Cinquanta miliardi di animali macellati ogni anno per i bisogni dei consumatori americani sono un numero che lascia sbalorditi, sono una dimensione dell’orrore nascosta ai luoghi e agli occhi della civiltà che frequentiamo. Ma anche se questo numero fosse stato arrotondato per eccesso, di fronte a quello che comunque rimane un enorme “massacro”, prima di ogni considerazione etica, economica, ecologica deve esserci il dubbio che tutto questo possa essere anche un “disordine” nella nostra società, e ancor più indietro dovrebbe esserci l’idea di una consapevolezza, quella che abbiamo di noi stessi rispetto agli altri viventi; alla lunga, l’idea che ci sorregge nello sfruttamento dell’ambiente e delle creature che lo abitano.

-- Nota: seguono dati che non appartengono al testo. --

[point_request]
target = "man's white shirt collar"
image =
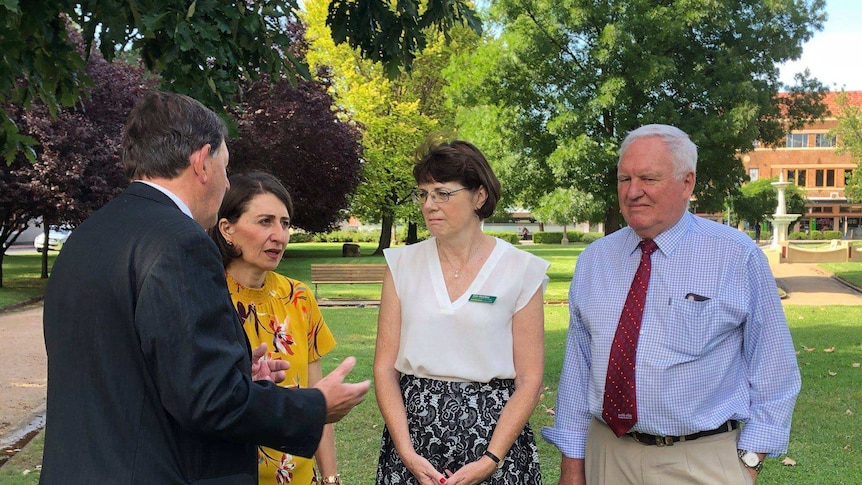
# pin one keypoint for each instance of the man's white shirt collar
(182, 205)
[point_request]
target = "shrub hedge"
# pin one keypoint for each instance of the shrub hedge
(815, 235)
(573, 236)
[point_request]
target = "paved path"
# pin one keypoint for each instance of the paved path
(23, 365)
(807, 284)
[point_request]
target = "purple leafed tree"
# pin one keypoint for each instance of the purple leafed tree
(294, 133)
(78, 166)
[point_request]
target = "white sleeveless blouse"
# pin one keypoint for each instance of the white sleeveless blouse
(471, 338)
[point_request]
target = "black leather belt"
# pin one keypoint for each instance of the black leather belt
(648, 439)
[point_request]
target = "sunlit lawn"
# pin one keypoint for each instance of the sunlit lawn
(21, 277)
(827, 433)
(825, 443)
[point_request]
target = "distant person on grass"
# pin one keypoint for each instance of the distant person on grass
(150, 376)
(460, 339)
(252, 232)
(679, 367)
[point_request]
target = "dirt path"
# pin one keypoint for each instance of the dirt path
(23, 365)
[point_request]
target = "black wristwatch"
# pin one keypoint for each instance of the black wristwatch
(750, 459)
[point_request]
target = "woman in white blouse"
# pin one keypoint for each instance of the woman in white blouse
(460, 340)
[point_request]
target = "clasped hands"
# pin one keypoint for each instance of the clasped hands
(469, 474)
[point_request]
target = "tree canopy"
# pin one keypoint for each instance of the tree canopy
(567, 206)
(293, 132)
(202, 48)
(396, 114)
(77, 166)
(573, 77)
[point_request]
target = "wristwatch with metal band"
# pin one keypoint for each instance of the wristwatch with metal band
(750, 459)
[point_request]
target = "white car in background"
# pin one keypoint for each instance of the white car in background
(56, 239)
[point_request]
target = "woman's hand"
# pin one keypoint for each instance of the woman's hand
(267, 370)
(472, 473)
(423, 470)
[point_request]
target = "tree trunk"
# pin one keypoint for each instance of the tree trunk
(385, 234)
(612, 219)
(46, 229)
(412, 233)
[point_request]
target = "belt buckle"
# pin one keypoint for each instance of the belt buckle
(661, 441)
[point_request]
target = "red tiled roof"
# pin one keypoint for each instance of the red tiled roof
(853, 97)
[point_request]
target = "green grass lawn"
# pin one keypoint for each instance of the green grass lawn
(827, 431)
(21, 277)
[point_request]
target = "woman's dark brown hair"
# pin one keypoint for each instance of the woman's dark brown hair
(460, 161)
(243, 188)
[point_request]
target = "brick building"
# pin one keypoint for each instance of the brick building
(808, 159)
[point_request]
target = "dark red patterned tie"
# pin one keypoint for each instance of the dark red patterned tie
(620, 409)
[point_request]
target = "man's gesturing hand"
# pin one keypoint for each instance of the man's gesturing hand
(341, 397)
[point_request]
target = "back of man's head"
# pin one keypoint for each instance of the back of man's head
(163, 130)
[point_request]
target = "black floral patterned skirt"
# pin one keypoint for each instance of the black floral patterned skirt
(451, 424)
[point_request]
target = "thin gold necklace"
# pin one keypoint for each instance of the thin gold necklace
(472, 253)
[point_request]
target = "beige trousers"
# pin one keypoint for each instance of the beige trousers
(711, 460)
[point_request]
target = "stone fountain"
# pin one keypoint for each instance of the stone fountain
(781, 219)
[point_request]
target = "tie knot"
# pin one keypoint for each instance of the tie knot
(648, 246)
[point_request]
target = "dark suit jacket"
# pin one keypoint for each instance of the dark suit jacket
(148, 366)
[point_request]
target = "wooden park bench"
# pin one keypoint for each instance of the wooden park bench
(346, 274)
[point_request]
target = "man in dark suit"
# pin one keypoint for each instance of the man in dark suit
(150, 376)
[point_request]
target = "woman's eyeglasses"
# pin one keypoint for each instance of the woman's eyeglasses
(437, 196)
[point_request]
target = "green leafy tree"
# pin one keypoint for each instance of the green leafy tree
(578, 75)
(849, 138)
(567, 206)
(757, 201)
(202, 48)
(396, 116)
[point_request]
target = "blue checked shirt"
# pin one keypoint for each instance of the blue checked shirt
(714, 342)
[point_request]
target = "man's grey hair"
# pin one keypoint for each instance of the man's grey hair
(682, 149)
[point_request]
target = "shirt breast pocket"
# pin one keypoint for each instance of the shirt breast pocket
(693, 328)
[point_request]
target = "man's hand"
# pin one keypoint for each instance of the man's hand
(266, 370)
(572, 471)
(341, 397)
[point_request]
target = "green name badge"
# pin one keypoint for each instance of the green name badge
(483, 298)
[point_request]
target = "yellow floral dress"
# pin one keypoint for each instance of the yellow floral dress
(284, 315)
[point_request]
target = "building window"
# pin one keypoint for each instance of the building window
(797, 140)
(823, 140)
(824, 178)
(797, 177)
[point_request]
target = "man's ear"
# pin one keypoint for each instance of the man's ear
(689, 179)
(198, 160)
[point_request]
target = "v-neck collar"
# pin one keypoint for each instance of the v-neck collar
(439, 283)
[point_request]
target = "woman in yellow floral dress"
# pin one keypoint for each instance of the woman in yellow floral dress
(251, 233)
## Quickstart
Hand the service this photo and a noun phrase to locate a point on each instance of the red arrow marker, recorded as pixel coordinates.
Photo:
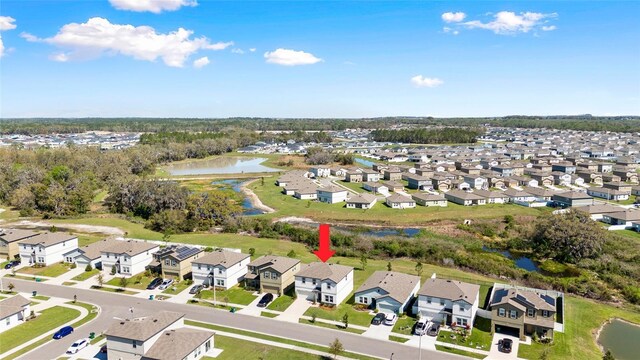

Fragile Umanità di Leonardo Caffo (Einaudi, 2017, pp. 136, € 12,00) è innanzitutto un libro di filosofia. Ma può essere anche un libro in grado di aiutarci nell’interrogativo di cui sopra, un libro per chi si interroga sul superamento dell’antropocentrismo, vale a dire la nostra presunta superiorità rispetto alle altre forme di vita.

 


Nello stesso tempo è anche una lettura adatta all’intolleranza vegana verso la felicità che gli onnivori provano nei confronti di un prosciutto di Parma o di un abbacchio alla romana.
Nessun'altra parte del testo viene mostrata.